Wann een d'Haus/Appartement réicht nom Doud verkeeft gin et 10% Steiren op Plus-Value, sou pervers et och kléngt.

Emma
24. Oktober 2018 - 13.42

Jeden kann im Alter selbst für sich entscheiden was er machen will. SeniorenWohngemeinschaft ist eine neue Alternative die es bis jetzt nicht gab. Sie setzt den Mensch wieder in den Mittelpunkt. Wenn jemand Hilfe braucht im späten Alter dann kriegt er die von draußen als wäre es bei sich im Haus. Hier hat man eben Nachbarn die mann kennt und die einen unterstützen können und als Resultat hat es dass mann der Einsamkeit aus dem Weg geht. Um sich die besten Chancen zu geben etwas aufzustellen was funktioniert lässt man sich beraten und daran arbeitet Nouma schon mehr als 2 Jahre jetzt.

Laird Glenmore
24. Oktober 2018 - 10.46

Ich halte diese Idee für nicht gut, alte und ältere Menschen werden im fortgeschrittenen Alter schrullig und zickig, bei einer sogenannten Alten WG ist der Ärger und die Unzufriedenheit schon vorprogrammiert und wartet nur auf eine Gelegenheit sich zu entfalten, ältere Menschen sind da wie kleine Kinder wenn sie ihren Willen nicht bekommen fangen sie an zu schmollen bis hin zum Aggressivität.
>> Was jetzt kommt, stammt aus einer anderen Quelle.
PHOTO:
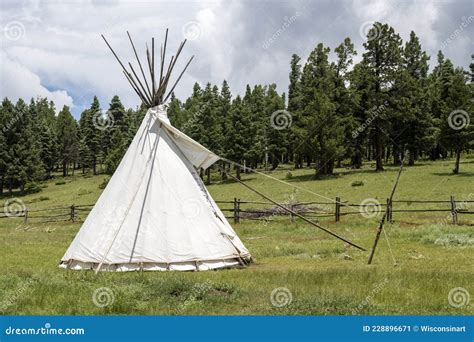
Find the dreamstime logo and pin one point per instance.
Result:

Wie soll denn die Betreuung sein wenn einer der Mitbewohner krank wird oder Bettlägerig oder medizinische Hilfe braucht kümmern sich die anderen darum ich denke nicht weil sie darin keine Erfahrung haben. Meiner Meinung nach wäre es besser die horrenden Kosten in den Pflegeheimen zu senken statt den Rentnern und deren Familie das Geld aus den Taschen zu ziehen, ich persönlich fände betreutes Wohnen in den eigenen vier Wänden durch geschulte Hausangestellte besser statt diese Menschen aus der gewohnten Umgebung zu entfernen nur weil die Kinder das oder die Häuser haben wollen oder sogar ihre eigenen Eltern aus lauter Geldgier unter Vormundschaft stellen. Wie sagt der Volksmund " ALTE BÄUME VERSETZT MAN NICHT ", da ist doch die Isolation schon vorprogrammiert. Der Staat schmeißt soviel Geld für unnützes zum Fenster heraus, man sollte lieber Geld in wohltätiges Wohnen für die ALTEN investieren denn schließlich haben diese Menschen mitgeholfen Luxemburg zu dem zu machen was es heute ist und wenn das der Dank ist, na denn.

Jang
24. Oktober 2018 - 8.34

Weil die Politik nichts für ältere Leute tut, müssen leider diese Menschen nach eigenen Alternativen suchen,Wohn- Ghetto ist vorprogrammiert, armseliges reiches Luxusburg, Steuergelder werden nach wie vor verschwendet für unützige Projekte. All Kommentare sind überflüssig.